Favale S, Bardy G H, Pitzalis M V, Dicandia C D, Traversa M, Rizzon P
University of Bari, Institute of Cardiology, Italy.
Eur Heart J. 1995 May;16(5):704-7. doi: 10.1093/oxfordjournals.eurheartj.a060977.
In this report a transvenous cardioverter defibrillator implantation is described in two patients with a persistent left-sided superior vena cava and right SVC atresia. In the first case, manoeuvring of the guide wire inserted through the left subclavian vein into the SVC proved impossible, revealing a left SVC originating from the left brachiocephalic vein with an acute corner. Changing the side of implantation and inserting a CPI Endotak catheter through the right subclavian vein, the lead was easily advanced through the left SVC into the coronary sinus and then into the right atrium with the tip abutting the lateral atrial wall. Subsequent manoeuvres allowed passage of the tip of the catheter into the right ventricular apex with the proximal defibrillation coil of the Endotak lead in the low left SVC, with its distal limit at the junction with the coronary sinus. A biphasic waveform single pathway RV - > left SVC successfully defibrillated with a stored energy of 5 J. In the second patient, implantation of a transvenous Medtronic system was possible from a left infraclavicular approach. A tripolar RV coil was inserted into the right ventricle via the persistent left SVC and contiguous coronary sinus. Because of the acute angle required to enter the RV in this second case, the RV lead was looped in the right atrium in order to enter the RV in a satisfactory, albeit atypical RV location. This patient was successfully defibrillated with a 5 J monophasic waveform delivered between the RV coil, a CS/left SVC coil, and a subcutaneous patch. In conclusion, both of these patients illustrate the ability to use transvenous ICDs successfully in patients with persistent left superior vena cava although the implantation technique deviates substantially from traditional methods.

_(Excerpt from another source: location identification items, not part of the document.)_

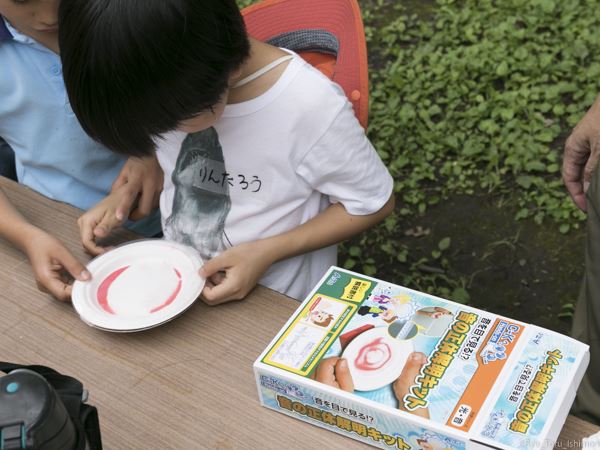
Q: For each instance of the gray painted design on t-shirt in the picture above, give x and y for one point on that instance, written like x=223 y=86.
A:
x=202 y=202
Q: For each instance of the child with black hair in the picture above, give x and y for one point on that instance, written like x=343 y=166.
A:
x=53 y=155
x=266 y=166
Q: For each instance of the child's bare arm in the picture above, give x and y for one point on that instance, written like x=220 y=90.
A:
x=141 y=182
x=99 y=220
x=50 y=259
x=245 y=264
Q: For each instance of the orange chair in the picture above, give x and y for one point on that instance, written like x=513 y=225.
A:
x=329 y=34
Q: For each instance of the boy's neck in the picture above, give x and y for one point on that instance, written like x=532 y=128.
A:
x=261 y=54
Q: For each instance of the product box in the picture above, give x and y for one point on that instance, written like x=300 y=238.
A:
x=397 y=368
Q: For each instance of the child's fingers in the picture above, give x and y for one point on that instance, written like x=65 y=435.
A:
x=86 y=231
x=343 y=376
x=324 y=373
x=72 y=265
x=58 y=289
x=126 y=203
x=214 y=266
x=107 y=223
x=146 y=201
x=216 y=294
x=119 y=181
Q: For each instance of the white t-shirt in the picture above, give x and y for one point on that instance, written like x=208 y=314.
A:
x=267 y=166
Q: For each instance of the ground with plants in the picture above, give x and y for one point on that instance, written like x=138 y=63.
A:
x=471 y=102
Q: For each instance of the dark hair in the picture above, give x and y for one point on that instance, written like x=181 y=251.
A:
x=134 y=69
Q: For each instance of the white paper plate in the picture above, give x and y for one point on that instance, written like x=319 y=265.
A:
x=376 y=359
x=139 y=285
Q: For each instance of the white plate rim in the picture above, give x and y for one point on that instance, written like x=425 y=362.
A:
x=80 y=289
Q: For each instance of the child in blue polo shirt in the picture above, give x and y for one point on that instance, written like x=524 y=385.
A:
x=52 y=153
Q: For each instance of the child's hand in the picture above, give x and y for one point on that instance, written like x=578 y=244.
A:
x=141 y=180
x=53 y=265
x=235 y=272
x=334 y=372
x=412 y=369
x=101 y=219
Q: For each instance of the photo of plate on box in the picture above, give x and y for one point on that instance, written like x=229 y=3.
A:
x=376 y=359
x=139 y=285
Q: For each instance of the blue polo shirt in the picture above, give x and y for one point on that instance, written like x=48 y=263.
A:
x=53 y=155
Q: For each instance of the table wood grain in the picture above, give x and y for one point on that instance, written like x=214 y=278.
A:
x=188 y=384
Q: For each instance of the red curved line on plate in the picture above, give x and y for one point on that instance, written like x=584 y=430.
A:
x=102 y=293
x=171 y=297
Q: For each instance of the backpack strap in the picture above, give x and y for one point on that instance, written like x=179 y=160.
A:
x=73 y=395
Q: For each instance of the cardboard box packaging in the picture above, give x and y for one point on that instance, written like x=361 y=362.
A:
x=397 y=368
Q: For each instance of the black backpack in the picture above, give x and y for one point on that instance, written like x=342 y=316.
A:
x=40 y=409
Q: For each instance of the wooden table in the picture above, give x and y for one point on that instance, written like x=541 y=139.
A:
x=188 y=384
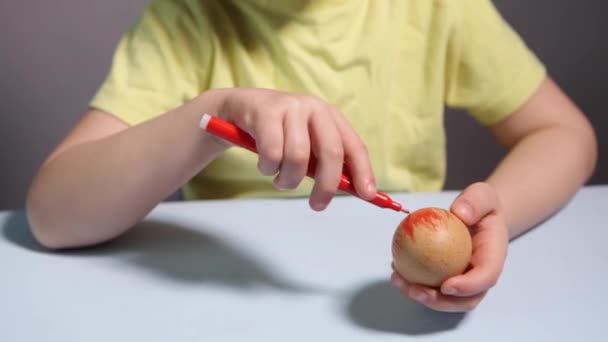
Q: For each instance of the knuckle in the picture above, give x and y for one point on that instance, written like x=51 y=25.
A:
x=285 y=182
x=333 y=153
x=273 y=154
x=326 y=190
x=299 y=156
x=291 y=103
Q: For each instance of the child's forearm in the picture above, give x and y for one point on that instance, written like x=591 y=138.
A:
x=542 y=172
x=95 y=191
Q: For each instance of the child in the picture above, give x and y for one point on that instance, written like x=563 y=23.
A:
x=362 y=82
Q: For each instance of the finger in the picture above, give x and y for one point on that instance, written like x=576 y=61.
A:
x=268 y=134
x=327 y=146
x=356 y=157
x=475 y=202
x=490 y=245
x=296 y=152
x=437 y=301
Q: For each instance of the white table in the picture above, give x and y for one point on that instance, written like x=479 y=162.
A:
x=273 y=270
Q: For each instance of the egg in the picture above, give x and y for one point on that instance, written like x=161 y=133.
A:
x=431 y=245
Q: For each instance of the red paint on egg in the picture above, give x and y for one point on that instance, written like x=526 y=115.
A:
x=428 y=217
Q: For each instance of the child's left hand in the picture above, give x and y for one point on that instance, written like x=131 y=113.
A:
x=479 y=208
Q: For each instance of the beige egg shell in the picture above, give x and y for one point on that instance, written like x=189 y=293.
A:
x=431 y=245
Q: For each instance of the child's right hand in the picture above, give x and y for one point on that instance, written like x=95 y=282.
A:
x=288 y=128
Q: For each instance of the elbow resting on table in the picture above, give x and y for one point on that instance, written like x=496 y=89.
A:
x=45 y=233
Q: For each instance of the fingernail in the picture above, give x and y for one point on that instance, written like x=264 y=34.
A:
x=371 y=187
x=398 y=282
x=449 y=291
x=464 y=210
x=420 y=295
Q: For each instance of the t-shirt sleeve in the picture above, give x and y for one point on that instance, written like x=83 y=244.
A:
x=154 y=68
x=491 y=72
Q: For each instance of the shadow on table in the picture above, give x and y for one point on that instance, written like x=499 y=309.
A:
x=379 y=306
x=171 y=251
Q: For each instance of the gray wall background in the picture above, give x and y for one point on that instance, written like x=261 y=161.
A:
x=54 y=54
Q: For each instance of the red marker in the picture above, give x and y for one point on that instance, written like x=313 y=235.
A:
x=237 y=136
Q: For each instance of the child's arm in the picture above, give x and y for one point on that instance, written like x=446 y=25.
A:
x=105 y=176
x=552 y=152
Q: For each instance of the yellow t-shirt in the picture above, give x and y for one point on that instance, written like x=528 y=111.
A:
x=389 y=65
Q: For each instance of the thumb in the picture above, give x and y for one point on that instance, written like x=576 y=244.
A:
x=475 y=202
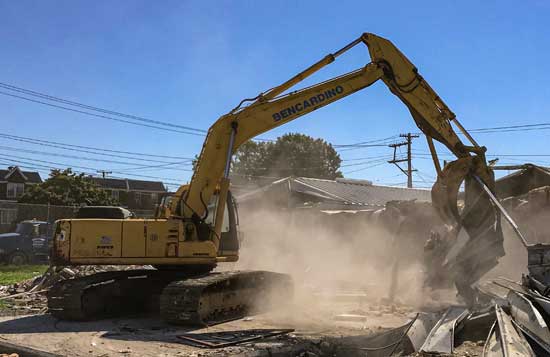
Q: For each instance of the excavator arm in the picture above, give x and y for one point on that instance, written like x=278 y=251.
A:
x=269 y=110
x=272 y=109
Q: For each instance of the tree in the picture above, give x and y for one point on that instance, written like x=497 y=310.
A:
x=67 y=188
x=292 y=154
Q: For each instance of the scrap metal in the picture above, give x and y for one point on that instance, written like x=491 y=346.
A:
x=441 y=337
x=504 y=340
x=229 y=338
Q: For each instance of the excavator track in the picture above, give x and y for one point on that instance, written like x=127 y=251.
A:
x=190 y=297
x=109 y=294
x=223 y=296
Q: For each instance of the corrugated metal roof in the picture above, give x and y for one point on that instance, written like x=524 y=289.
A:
x=360 y=193
x=131 y=185
x=348 y=192
x=31 y=176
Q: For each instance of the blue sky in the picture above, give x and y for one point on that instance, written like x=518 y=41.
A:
x=188 y=62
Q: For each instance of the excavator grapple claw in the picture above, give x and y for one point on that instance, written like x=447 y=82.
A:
x=478 y=218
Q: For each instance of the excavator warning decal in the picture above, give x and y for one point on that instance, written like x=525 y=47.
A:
x=311 y=102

本报告描述了两例患有持续左侧上腔静脉和右侧上腔静脉闭锁的患者植入经静脉心脏复律除颤器的情况。在第一例中,将导丝经左锁骨下静脉插入上腔静脉的操作被证明是不可能的,这表明左侧上腔静脉起源于左头臂静脉且有一个锐角。改变植入侧并经右锁骨下静脉插入CPI Endotak导管后,导线很容易地经左侧上腔静脉进入冠状窦,然后进入右心房,尖端抵靠右心房侧壁。随后的操作使导管尖端进入右心室尖部,Endotak导线的近端除颤线圈位于左侧上腔静脉下部,其远端界限在与冠状窦的交界处。以5 J的储存能量成功进行了双相波形单路径右心室->左侧上腔静脉的除颤。在第二例患者中,从左锁骨下途径成功植入了经静脉美敦力系统。通过持续存在的左侧上腔静脉和相邻的冠状窦将一个三极右心室线圈插入右心室。由于在第二例中进入右心室需要一个锐角,右心室导线在右心房内呈环状,以便以一种令人满意的方式进入右心室,尽管位置不典型。通过在右心室线圈、冠状窦/左侧上腔静脉线圈和皮下贴片之间输送5 J的单相波形,该患者成功除颤。总之,这两例患者均表明,尽管植入技术与传统方法有很大不同,但在患有持续左侧上腔静脉的患者中成功使用经静脉植入式心脏复律除颤器是可行的。